Circadian misalignment, defined as a disruption or misalignment between an individual’s internal circadian clock and the external cues such as light-dark and feeding-fasting cycles, is an unavoidable consequence of night shift work. However, recent research has recommended lifestyle interventions as a means of combating these effects. Night shift workers often disrupt their feeding-fasting patterns which has been shown to disrupt glucose metabolism ( Spiegel et al., 1999). Night shift work has also been significantly associated with metabolic syndrome ( Wang et al., 2014), which increases the risk for developing various types of cancer ( Esposito et al., 2012). Therefore, increasing metabolic health through lifestyle intervention may combat the increased risk of cancer. One such intervention is time-restricted eating (TRE), which involves limiting the eating window to 6–12 hours per day ( Manoogian et al., 2022). In a study with prediabetic men, limiting the feeding window to six hours for five weeks improved insulin sensitivity, blood pressure, oxidative stress, and appetite ( Sutton et al., 2018). A recent study found that a 10-hour feeding window in 24-hour shift workers is a feasible intervention to reduce weight, improve cardiometabolic health, sleep quality, and mood ( Manoogian et al., 2022).
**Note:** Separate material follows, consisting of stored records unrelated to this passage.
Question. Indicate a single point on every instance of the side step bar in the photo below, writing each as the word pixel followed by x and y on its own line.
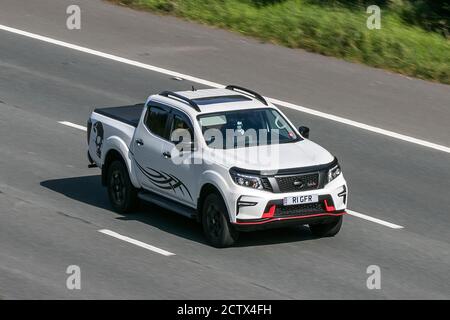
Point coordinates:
pixel 168 204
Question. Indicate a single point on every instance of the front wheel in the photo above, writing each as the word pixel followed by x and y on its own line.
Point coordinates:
pixel 329 229
pixel 122 194
pixel 218 230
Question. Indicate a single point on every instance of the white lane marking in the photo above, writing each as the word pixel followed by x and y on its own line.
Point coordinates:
pixel 73 125
pixel 136 242
pixel 369 218
pixel 317 113
pixel 350 212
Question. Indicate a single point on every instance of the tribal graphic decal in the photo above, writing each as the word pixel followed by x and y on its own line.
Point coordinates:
pixel 164 180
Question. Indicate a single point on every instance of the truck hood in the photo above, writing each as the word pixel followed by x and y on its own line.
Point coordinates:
pixel 304 153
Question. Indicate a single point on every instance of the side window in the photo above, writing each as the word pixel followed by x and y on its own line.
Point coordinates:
pixel 156 120
pixel 184 129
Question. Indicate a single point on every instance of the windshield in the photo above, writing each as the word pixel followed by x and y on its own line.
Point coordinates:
pixel 243 128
It has been well established that night shift is associated with circadian misalignment, however, the general population is increasingly at risk of circadian misalignment through inconsistent eating patterns and artificial light-at-night exposure. Therefore, it may be beneficial to update cancer screening measures ( Patel et al., 2022; Wolf et al., 2018). As the percentage of early-onset cancer increases, the screening age should decrease accordingly for early detection and prevention measures. Promoting robust circadian rhythms through consistent sleep, feeding, regulation of night shift work, and lifestyle interventions such as TRE may help improve parameters that impinge on human health and could offset the impacts of circadian misalignment on specific cancer types.
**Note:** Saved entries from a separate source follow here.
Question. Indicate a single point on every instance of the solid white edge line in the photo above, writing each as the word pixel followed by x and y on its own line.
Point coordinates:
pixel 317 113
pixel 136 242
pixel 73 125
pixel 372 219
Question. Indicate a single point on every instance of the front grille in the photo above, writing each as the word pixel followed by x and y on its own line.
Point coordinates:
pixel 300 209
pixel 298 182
Cancer chronotherapy refers to the timing of an anticancer drug to increase efficacy and decrease toxicity. This approach is based on the rationale that the drug will be better tolerated at certain times of day based on the mechanism of action of the drug. A recent comprehensive review of chronomodulated chemotherapy has recently been reported ( Printezi et al., 2022). In this systematic review, 11 of 18 studies found that chronomodulated chemotherapy significantly decreased toxicity while maintaining efficacy. More specifically, chronomodulated chemotherapy reduced side effects including nausea, vomiting, mucositis and leukopenia for nasopharyngeal carcinoma ( Gou et al., 2018; Zhang et al., 2018), breast ( Coudert et al., 2008), colorectal ( Lévi et al., 1994, 1997) and endometrial cancer ( Gallion et al., 2003). Reducing side effects is a critical aspect of patient care as it improves quality of life and often allows for higher or more frequent doses. Although chronomodulated chemotherapy does appear to reduce side effects, it remains elusive whether chronotherapy improves drug efficacy or prognosis. For example, only three studies report higher response rate and longer survival in chronotherapy treated groups ( Gou et al., 2018; Lévi et al., 1994, 1997). However, two of the three of these studies report higher dose intensity in the chronotherapy treated group because of the reduced side effects. Therefore, it is unclear whether improved response is due to increased dose or a direct result of chronotherapy. A meta-analysis on factors impacting drug timing effects found that study size and whether or not the study was publicly registered as a clinical trial affected the reported efficacy of chronomedicine ( Ruben et al., 2021), suggesting that further studies are needed. In summary, optimal timing of anticancer drugs appears to reduce toxicity but more mechanistic studies are needed to determine the clinical relevance of anticancer chronotherapeutic approaches on drug efficacy.